The 23-year-old joined from Stuttgart late in the summer window, becoming Newcastle’s record signing as they sought a replacement for Alexander Isak, who departed for Liverpool in a British record £125m deal.
Hoeneß, speaking in Germany this week, said Newcastle’s approach is damaging the sport.
“What Newcastle is doing has nothing to do with football,” Hoeneß said. “It’s like Monopoly – advance to Schlossallee, then some sheikh will come along, and then you can buy.”
The Bayern chief admitted the Bavarian club had also considered Woltemade, but insisted they would not have matched the fee Newcastle offered.
“We offered €55m, Stuttgart wanted €75m. Now they’ve apparently sold him to Newcastle for almost €90m,” Hoeneß explained. “He isn’t worth the 90 million. That only happened because of the money flowing from Saudi Arabia.”
Woltemade scored 17 goals for Stuttgart last season and is seen on Tyneside as part of a rebuilt forward line, alongside Brentford’s Yoane Wissa, following Isak’s departure.
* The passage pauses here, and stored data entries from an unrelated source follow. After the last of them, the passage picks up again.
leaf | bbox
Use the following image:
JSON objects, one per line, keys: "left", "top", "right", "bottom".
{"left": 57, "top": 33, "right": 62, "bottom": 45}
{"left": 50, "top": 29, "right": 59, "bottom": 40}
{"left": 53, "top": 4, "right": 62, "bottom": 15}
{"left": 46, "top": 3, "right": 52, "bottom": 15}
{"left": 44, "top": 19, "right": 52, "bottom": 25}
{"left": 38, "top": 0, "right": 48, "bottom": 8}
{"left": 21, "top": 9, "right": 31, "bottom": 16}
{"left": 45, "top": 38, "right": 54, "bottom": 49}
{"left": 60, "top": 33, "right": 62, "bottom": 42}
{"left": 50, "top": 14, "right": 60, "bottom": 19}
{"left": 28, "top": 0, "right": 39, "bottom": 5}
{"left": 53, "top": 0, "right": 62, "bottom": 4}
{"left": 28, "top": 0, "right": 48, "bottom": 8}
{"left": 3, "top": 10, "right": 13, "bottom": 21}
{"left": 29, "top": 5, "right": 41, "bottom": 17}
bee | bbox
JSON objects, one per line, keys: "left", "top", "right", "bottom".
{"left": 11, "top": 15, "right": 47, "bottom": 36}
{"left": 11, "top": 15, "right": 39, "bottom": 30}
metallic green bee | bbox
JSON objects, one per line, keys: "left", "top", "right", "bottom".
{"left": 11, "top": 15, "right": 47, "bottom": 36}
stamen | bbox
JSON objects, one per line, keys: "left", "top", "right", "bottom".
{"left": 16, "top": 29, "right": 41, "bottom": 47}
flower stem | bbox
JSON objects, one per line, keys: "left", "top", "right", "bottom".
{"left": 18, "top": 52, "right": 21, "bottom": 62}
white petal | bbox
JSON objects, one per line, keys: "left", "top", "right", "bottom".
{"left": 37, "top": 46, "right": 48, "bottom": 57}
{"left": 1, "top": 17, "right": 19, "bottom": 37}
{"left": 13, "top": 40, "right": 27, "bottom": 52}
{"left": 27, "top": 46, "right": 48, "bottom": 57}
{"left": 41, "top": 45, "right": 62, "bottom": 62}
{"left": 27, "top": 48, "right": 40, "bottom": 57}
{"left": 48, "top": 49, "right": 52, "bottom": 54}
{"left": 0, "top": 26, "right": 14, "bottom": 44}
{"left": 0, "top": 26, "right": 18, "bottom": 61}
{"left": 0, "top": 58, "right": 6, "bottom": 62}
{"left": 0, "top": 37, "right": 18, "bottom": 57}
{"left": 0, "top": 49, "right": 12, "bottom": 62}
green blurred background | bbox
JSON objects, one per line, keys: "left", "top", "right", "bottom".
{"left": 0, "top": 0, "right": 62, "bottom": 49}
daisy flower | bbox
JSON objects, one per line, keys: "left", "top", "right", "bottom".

But Hoeneß claimed Newcastle’s desperation inflated the market, pointing to a wider trend he called “completely crazy”. Old man yelling at a cloud, anyone?
The 72-year-old urged Bundesliga clubs to resist foreign investment, warning that European football is being distorted by it.
“At some point, people will say: are they completely crazy?” Hoeneß said. “We must show strength and not take the money of the Arabs, the American hedge funds.”
Despite his criticism, Hoeneß admitted Bayern had missed out on both Woltemade and Florian Wirtz this summer because of spiralling costs, but insisted they were “the real winners” by refusing to overspend.